Argument for Incorporation of the Second Amendment Against the States

is foreclosed by Seventh Circuit precedent, and late 1800s Supreme Court precedent, rules the district judge in NRA v. City of Oak Park & City of Chicago:

In this instance our Court of Appeals has squarely upheld the constitutionality of a ban on handguns a quarter century ago in Quilici v. Village of Morton Grove, 695 F. 2d 261 (7th Cir. 1982). And in reaching that conclusion, Quilici relied on the Supreme Court's decision in Presser v. Illinois, 116 U.S. 252, 265 (1886):

It is difficult to understand how appellants can assert that Presser supports the theory that the second amendment right to keep and bear arms is a fundamental right which the state cannot regulate when the Presser decision plainly states that "(t)he Second Amendment declares that it shall not be infringed, but this ... means no more than that it shall not be infringed by Congress. This is one of the amendments that has no other effect than to restrict the powers of the National government...."

In doing so, Quilici rejected arguments (1) that later Supreme Court decisions that had incorporated other Bill of Rights provisions into the Fourteenth Amendment had effectively overruled Presser and (2) that the entire Bill of Rights had been implicitly incorporated into the Fourteenth Amendment to apply to the states.

To be sure, as the just-quoted language reflects, both Cruikshank [an 1876 Supreme Court case] and Presser long antedated the more modern jurisprudence of implied incorporation that began with the initial suggestion in Gitlow v. New York, 268 U.S. 652 (1925), that the First Amendment was brought into play against the states via the Fourteenth Amendment, and then continued with selective incorporation thereafter. But Heller deliberately and properly did not opine on the subject of incorporation [or non-incorporation] of the Second Amendment (after all, that question was not before the Court)....

This Court should not be misunderstood as either rejecting or endorsing the logic of plaintiffs' argument — it may well carry the day before a court that is unconstrained by the obligation to follow the unreversed precedent of a court that occupies a higher position in the judicial firmament.

This is an eminently plausible position for the district judge to take, in light of the Supreme Court's old precedent but especially the Seventh Circuit's much newer precedent.

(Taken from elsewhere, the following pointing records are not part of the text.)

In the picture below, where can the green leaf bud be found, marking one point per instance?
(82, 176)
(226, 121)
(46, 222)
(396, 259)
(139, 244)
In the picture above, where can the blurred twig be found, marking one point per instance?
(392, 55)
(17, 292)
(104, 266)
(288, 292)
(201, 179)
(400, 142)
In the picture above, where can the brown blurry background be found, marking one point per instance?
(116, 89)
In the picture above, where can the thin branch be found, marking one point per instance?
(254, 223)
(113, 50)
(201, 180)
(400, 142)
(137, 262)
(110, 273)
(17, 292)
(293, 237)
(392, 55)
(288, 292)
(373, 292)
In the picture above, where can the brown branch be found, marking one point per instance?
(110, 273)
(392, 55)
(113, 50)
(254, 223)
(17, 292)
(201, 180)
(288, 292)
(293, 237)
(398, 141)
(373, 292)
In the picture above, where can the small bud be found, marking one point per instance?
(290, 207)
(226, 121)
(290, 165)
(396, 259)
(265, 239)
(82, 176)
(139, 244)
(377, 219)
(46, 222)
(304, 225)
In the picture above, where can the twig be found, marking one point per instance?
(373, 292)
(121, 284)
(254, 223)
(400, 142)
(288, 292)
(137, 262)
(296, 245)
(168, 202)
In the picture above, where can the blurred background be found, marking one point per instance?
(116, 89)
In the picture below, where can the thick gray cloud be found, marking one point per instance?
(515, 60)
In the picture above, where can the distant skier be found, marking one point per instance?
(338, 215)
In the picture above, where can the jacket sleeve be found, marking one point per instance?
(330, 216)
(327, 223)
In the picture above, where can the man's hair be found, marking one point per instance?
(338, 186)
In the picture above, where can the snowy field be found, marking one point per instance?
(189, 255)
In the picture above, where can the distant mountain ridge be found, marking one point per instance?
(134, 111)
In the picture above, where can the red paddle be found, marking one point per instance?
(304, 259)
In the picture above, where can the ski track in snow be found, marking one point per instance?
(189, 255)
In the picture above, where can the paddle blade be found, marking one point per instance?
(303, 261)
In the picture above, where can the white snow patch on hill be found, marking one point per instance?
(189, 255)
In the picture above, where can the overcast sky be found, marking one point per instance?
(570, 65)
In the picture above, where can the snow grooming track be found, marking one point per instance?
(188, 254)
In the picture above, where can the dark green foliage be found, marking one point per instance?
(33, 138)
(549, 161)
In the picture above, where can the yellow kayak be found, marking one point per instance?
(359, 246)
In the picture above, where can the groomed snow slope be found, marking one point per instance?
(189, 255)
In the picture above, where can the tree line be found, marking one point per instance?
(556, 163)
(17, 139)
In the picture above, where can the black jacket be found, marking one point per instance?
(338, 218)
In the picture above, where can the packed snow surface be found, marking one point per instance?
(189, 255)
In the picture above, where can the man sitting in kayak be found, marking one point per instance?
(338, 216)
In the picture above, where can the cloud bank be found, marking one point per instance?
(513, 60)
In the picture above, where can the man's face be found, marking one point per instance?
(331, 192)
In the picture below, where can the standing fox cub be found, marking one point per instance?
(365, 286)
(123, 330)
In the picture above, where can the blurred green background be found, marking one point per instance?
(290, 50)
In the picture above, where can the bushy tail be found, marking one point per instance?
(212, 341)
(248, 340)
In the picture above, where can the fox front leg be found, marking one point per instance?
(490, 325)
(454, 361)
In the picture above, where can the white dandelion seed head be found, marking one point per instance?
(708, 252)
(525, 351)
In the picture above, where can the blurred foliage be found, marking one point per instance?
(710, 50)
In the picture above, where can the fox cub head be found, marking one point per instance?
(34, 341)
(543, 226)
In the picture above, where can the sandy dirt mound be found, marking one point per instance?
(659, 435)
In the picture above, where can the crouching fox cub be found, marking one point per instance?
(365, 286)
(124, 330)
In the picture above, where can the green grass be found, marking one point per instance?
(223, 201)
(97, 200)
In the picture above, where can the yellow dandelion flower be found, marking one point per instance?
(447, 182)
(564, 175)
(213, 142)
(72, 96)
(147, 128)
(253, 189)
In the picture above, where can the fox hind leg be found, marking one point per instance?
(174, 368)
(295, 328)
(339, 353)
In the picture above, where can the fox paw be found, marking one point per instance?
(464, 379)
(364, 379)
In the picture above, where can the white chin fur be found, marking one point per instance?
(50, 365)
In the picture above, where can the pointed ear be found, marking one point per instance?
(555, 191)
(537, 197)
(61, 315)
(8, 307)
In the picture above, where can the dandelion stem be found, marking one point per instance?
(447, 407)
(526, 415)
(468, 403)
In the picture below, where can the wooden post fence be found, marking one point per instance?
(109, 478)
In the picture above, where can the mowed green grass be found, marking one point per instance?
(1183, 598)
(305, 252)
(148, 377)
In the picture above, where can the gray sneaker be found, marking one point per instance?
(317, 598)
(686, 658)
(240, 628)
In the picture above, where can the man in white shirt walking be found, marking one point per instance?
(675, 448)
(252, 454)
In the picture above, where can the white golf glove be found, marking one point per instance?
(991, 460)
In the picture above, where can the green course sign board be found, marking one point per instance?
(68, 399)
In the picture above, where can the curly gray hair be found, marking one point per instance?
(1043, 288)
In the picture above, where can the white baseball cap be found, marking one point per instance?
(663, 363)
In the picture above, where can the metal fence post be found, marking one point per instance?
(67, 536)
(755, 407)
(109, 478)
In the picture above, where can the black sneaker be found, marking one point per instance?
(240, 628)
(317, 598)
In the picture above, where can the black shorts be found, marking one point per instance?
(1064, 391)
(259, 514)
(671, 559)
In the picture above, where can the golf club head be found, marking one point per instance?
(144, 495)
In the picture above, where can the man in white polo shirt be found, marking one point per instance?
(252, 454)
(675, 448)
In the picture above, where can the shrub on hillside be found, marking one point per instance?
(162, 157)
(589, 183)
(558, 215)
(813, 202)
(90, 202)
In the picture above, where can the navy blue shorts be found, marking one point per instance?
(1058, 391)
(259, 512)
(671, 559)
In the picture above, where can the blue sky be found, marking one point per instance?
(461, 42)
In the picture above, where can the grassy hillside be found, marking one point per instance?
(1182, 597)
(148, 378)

We'll see what the Seventh Circuit does, and in particular whether it too thinks the Supreme Court late 1800s cases are binding or whether it agrees with Nelson Lund's Anticipating the Second Amendment Incorporation: The Role of the Inferior Courts that they foreclose only incorporation via the Privileges or Immunities Clause, but do not foreclose incorporation via the Due Process Clause:

I conclude that the lower courts, though not the Supreme Court, are probably barred by precedent from finding that the right to keep and bear arms is protected by the Fourteenth Amendment's Privileges or Immunities Clause. Part III shows that existing Supreme Court precedent points very strongly in favor of incorporation under substantive due process. Part IV argues, on the basis of existing precedent, that the inferior courts need not wait for the Supreme Court to reach this conclusion. They can best perform their role in our hierarchical judicial system by treating the Supreme Court's modern incorporation jurisprudence as law. If they do, they should conclude that the right to keep and bear arms is protected against infringement by the state governments, just as it is protected against the federal government.

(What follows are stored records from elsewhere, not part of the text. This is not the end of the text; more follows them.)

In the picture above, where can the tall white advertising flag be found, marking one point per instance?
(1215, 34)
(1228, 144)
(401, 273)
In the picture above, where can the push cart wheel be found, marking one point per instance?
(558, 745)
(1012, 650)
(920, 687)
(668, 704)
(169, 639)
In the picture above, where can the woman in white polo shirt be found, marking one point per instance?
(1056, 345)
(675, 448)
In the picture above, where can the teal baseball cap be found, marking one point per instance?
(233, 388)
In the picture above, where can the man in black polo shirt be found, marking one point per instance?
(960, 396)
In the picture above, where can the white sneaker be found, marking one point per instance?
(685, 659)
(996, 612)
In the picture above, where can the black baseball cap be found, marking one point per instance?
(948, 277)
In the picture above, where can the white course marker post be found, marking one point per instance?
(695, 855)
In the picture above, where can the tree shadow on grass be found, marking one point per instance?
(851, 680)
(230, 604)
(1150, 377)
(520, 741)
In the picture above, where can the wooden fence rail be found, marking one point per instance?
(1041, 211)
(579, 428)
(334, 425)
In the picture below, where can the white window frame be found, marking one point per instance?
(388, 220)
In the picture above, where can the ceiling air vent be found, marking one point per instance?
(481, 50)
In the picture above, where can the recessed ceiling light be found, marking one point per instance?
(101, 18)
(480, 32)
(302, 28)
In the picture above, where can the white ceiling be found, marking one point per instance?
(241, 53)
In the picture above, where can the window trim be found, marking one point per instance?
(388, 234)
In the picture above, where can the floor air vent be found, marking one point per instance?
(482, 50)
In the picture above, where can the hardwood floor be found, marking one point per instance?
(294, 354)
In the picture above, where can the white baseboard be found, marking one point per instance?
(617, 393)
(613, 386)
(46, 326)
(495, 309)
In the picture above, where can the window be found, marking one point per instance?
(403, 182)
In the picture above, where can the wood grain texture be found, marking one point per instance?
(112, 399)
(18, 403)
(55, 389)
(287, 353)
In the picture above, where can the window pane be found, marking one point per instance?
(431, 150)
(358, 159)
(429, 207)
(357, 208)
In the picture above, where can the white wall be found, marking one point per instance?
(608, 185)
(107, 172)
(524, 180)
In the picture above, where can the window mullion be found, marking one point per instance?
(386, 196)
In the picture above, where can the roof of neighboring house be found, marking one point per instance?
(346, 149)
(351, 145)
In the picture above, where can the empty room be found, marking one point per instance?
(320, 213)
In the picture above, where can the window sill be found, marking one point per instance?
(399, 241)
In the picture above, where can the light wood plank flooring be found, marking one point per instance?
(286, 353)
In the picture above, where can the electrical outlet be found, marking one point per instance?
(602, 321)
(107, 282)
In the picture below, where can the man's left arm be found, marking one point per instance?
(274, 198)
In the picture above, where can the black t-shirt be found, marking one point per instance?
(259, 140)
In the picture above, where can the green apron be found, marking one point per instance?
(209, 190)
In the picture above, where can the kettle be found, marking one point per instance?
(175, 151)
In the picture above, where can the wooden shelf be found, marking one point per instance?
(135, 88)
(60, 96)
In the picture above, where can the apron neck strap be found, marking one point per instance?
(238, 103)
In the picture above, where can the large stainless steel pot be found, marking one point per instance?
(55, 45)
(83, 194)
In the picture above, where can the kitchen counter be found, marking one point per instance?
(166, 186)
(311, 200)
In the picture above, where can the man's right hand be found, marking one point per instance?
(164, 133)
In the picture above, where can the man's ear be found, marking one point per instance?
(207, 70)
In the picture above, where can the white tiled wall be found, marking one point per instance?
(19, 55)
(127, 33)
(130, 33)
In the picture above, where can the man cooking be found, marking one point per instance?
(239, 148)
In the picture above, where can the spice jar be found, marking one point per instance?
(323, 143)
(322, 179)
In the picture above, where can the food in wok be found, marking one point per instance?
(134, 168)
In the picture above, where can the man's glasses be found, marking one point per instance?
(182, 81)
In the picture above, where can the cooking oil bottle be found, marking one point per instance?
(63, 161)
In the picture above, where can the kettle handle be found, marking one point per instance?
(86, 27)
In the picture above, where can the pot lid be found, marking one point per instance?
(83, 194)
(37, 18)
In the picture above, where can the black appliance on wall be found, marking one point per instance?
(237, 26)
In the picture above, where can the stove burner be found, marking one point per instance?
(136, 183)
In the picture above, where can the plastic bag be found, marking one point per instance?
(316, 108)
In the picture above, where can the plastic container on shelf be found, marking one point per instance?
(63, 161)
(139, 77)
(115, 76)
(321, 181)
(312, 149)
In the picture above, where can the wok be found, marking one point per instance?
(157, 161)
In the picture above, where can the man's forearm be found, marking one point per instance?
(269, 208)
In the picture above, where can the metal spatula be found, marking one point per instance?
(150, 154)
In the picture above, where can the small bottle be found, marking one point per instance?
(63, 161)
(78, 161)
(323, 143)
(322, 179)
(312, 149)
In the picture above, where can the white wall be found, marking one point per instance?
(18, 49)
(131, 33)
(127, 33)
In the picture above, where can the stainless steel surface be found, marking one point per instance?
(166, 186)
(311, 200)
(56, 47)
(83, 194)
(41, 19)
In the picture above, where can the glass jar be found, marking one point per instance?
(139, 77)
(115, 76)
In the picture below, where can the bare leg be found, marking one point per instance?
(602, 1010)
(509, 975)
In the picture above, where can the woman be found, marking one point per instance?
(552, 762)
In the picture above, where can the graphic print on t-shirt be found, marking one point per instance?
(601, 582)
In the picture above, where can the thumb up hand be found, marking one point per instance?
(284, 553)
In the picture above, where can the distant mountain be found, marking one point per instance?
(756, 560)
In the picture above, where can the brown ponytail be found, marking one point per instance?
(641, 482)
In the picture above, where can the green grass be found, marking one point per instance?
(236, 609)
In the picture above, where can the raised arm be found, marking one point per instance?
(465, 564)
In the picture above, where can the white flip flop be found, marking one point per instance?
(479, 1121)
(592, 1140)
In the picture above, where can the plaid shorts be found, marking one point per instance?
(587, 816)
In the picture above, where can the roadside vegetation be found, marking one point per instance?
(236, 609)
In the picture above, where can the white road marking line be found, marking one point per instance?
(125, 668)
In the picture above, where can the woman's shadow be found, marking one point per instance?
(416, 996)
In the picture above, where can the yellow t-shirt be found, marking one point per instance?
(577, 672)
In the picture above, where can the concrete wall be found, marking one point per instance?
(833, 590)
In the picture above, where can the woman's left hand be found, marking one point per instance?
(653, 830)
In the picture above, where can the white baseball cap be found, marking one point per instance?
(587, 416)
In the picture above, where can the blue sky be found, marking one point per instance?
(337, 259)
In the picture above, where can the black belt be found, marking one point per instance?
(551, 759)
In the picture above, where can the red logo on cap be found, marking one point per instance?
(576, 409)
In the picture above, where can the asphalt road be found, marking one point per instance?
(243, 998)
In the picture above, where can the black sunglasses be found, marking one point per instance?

We'll also see what the Ninth Circuit does in Nordyke v. King, which will be argued on January 15. And of course we might also see in due time what the Supreme Court does with this, given that it is of course free to reexamine its old precedents. I think the Court should hold that the Second Amendment applies to the states, but it might be quite a while before the Court gets the case.

Thanks to Gene Hoffman for the pointer.